Monday, October 27, 2014

Session 2: How to manage networks. Panel discussion. (Akella, Donovan, Wu)

Q: (Jeff Mogul) There exist a couple of existing works about natural language processing. You should look at this.
A: (Aditya Akella) There is indeed a lot of related work that we missed.

Q: (Nina Taft) What are your ideas to solve the scalability challenges in your respective problems?
A: (Aditya Akella)

  • Management-type activities are typically slow-paced. In most cases, there is no need for a fast answer.
  • The need for scale presupposes the availability of a lot of data in the first place. For that, we are actually in favor of an anonymized repository where people can post their management data.

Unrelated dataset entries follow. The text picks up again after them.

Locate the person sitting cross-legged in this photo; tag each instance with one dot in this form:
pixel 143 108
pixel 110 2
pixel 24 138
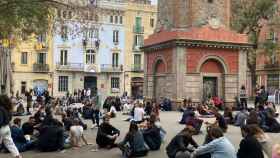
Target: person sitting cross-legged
pixel 133 144
pixel 152 135
pixel 106 134
pixel 219 147
pixel 76 134
pixel 18 137
pixel 179 145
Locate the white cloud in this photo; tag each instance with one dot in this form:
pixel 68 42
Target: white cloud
pixel 154 1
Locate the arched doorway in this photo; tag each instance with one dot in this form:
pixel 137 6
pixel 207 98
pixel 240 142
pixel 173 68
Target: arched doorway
pixel 212 71
pixel 40 86
pixel 137 84
pixel 159 80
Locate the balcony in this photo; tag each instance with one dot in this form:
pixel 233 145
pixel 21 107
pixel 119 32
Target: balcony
pixel 137 68
pixel 269 65
pixel 70 67
pixel 41 67
pixel 138 29
pixel 111 68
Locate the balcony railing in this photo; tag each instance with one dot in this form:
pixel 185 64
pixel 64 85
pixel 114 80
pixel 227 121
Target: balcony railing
pixel 138 29
pixel 275 65
pixel 41 67
pixel 137 68
pixel 70 67
pixel 111 68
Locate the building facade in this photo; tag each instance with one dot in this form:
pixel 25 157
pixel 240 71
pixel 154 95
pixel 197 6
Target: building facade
pixel 186 60
pixel 94 57
pixel 32 64
pixel 139 22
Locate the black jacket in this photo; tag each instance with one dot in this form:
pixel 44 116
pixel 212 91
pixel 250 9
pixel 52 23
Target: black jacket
pixel 250 148
pixel 105 129
pixel 5 117
pixel 152 137
pixel 179 143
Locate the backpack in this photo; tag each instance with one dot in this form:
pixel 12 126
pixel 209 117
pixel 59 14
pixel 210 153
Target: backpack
pixel 5 117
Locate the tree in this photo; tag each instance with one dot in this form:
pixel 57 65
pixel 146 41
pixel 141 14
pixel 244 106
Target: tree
pixel 250 17
pixel 20 18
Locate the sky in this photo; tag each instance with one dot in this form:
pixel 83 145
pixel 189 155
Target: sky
pixel 154 1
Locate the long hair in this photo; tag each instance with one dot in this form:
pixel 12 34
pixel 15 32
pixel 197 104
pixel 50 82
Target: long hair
pixel 6 102
pixel 133 128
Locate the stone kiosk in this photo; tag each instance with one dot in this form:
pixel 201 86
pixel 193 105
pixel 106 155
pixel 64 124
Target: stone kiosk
pixel 185 60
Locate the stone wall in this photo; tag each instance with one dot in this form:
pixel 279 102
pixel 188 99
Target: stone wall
pixel 180 14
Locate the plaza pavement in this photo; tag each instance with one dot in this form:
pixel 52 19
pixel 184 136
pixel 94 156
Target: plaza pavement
pixel 169 121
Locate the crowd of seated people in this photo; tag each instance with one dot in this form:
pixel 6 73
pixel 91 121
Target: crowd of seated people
pixel 45 132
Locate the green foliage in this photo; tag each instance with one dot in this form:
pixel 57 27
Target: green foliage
pixel 25 16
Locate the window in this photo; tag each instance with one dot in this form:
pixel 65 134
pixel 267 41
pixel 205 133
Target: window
pixel 138 40
pixel 137 59
pixel 115 59
pixel 63 83
pixel 23 87
pixel 121 20
pixel 116 36
pixel 138 23
pixel 116 19
pixel 115 82
pixel 64 33
pixel 24 58
pixel 273 82
pixel 152 22
pixel 111 19
pixel 90 56
pixel 41 58
pixel 63 57
pixel 41 38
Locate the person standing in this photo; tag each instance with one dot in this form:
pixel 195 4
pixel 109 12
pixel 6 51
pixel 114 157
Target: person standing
pixel 29 101
pixel 243 97
pixel 5 131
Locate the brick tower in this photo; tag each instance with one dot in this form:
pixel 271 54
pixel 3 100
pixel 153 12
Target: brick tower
pixel 194 54
pixel 181 14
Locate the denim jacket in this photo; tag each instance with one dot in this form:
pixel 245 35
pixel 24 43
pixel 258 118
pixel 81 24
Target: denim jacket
pixel 218 148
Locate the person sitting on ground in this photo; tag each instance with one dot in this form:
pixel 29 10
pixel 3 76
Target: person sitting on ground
pixel 195 122
pixel 39 115
pixel 219 147
pixel 249 145
pixel 218 102
pixel 179 145
pixel 113 112
pixel 228 115
pixel 253 118
pixel 148 108
pixel 106 134
pixel 152 135
pixel 262 138
pixel 19 139
pixel 76 134
pixel 187 114
pixel 276 151
pixel 133 144
pixel 241 117
pixel 271 123
pixel 220 121
pixel 28 127
pixel 51 136
pixel 203 110
pixel 139 113
pixel 5 132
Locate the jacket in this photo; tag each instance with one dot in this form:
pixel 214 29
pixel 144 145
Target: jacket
pixel 250 148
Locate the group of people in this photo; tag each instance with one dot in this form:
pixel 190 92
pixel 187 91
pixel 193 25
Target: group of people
pixel 45 132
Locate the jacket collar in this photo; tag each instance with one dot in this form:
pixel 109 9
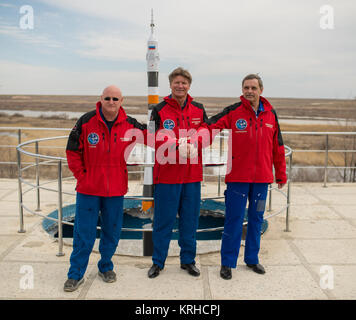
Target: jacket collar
pixel 121 115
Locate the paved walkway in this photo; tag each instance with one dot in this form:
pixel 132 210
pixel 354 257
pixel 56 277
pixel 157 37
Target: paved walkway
pixel 315 260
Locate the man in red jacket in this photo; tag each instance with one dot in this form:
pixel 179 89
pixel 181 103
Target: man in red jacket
pixel 255 145
pixel 97 149
pixel 177 173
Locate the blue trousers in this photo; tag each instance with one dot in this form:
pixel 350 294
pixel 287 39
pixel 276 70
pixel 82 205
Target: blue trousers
pixel 84 235
pixel 236 196
pixel 170 199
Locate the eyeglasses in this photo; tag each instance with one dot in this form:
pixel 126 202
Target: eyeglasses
pixel 109 98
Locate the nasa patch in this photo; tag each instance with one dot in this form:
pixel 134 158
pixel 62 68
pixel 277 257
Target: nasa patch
pixel 241 124
pixel 169 124
pixel 93 138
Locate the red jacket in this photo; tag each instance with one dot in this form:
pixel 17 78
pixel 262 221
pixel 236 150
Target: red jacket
pixel 97 158
pixel 173 122
pixel 255 143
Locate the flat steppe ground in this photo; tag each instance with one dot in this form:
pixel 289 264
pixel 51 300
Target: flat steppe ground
pixel 287 108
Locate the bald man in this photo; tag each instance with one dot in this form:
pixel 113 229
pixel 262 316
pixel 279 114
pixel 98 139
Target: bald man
pixel 96 151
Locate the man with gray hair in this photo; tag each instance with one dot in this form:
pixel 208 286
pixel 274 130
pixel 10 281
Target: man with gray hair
pixel 96 156
pixel 255 146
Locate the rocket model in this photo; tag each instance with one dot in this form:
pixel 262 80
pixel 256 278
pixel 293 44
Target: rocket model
pixel 152 58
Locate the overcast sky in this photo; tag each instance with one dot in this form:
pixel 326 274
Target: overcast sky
pixel 81 46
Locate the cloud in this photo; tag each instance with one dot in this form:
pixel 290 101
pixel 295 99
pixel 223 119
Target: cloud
pixel 28 36
pixel 19 78
pixel 111 46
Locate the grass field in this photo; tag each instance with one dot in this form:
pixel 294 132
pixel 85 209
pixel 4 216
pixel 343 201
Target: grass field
pixel 343 109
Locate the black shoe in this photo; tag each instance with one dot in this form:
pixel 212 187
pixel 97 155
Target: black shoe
pixel 154 271
pixel 108 276
pixel 258 268
pixel 71 284
pixel 191 268
pixel 225 273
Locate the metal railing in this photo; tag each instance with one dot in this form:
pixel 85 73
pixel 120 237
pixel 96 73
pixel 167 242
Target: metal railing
pixel 60 162
pixel 326 167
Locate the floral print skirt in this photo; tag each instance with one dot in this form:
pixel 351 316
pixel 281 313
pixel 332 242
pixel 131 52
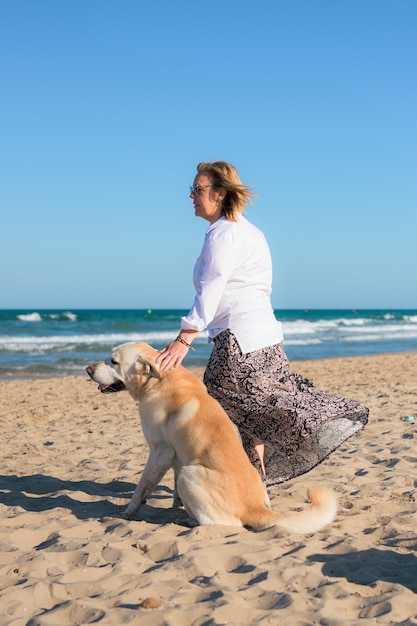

A: (Sean Donovan) A lot of the optimizations that we are considering are specific to one area. More particularly, we are thinking of leveraging overlapping rules and pruning the rules that are unused on-the-fly. We could also aggregate rules that are contiguous, again, on-the-fly. Finally, we are thinking of leveraging new SDN features like switches with multiple tables.
     
Q: (Vyas Sekar) Trouble tickets are usually unstructured data. Can your work be used to inform the design of structured trouble ticket systems to enable better management plane analytics? Apparently, forensic professing in crime analysis have these kind of structure in their "tickets" system.

A: (Aditya Akella):

  • Tickets are structured and unstructured. For some of the outages, structured data are 3 pages long. Regarding what data to provide, if we see some common root cause events, then we can come up with a structure that capture those root causes systematically. In general though, some kind of unstructured data will always be there. And dealing with big data will still be necessary.
  • Another possibility is to relate the trouble ticket back to the control-plane actions that have lead to this trouble ticket being generated in the first place. These would constitute more structured data that could be of use.

Q: (Brad Karp) If you build a system that is shifting tasks around as yours, it seems that Aditya's results show you that you'll have more tickets. How can you provide hard guarantees to make sure that you are not hit by adverse events?

A: (Winfei Wu) Providing 100% guarantee is indeed difficult. We actually profile resources utilization e.g. every 100ms and, based on these 100ms profiles, they can then adapt the load to provide a given number of 9s.

Q: (Theo Benson, to Aditya) What kind of information should Sean provide you in order for your work to be better of?

A: (Aditya Akella) The kind of changes that are happening to the networks, what are the attributes of these changes, and what is the impact on the network.

Q (Brighten Godfrey) How do you integrate diverse sources of data?

A: (Aditya Akella) Normalizing data across different networks is indeed a challenge. One approach would be to normalize them according to some impact metric. For instance, the outage time. Within one network though, trouble tickets are fairly consistent according to Aditya. It is possible though that other data sets might be brought and bring value. I didn't look at this yet. And, for that to be useful, we would need to come up with a way to map these external data to "change events".

Q: What/Where is the boundary between the management- and the control-plane?

A: (Aditya Akella) The management plane is where humans interact with the network.

A: (Sean Donovan) The control-plane is where the system takes over.

Q: (Anja Feldmann) According to your talks, isn't it that the best network is a network that is perfectly homogenous and never changes? (laughs). In contrast, the research community is going towards more change, more flexibility. What tools or hooks do you think we need in order to make those network changes more easily manageable?

A: (Aditya Akella) We need ways to related the data that we generate to the corresponding root cause, then we would be in a better position to understand the impact of network changes.

Q: Sean has the challenge of going from general to specific. Aditya has the opposite problems. Can one help the other?

A: (Aditya Akella) We are using natural language processing on ticket to understand the root cause and the impact of a ticket. Our experience with that tool is that it required a lot of manual inputs to make useful predictions. There seems to be a rich avenue for tools that take those raw data and make more actionable inputs out of them.

A: (Sean Donovan) We haven't explored that connection yet, but that's definitely interesting.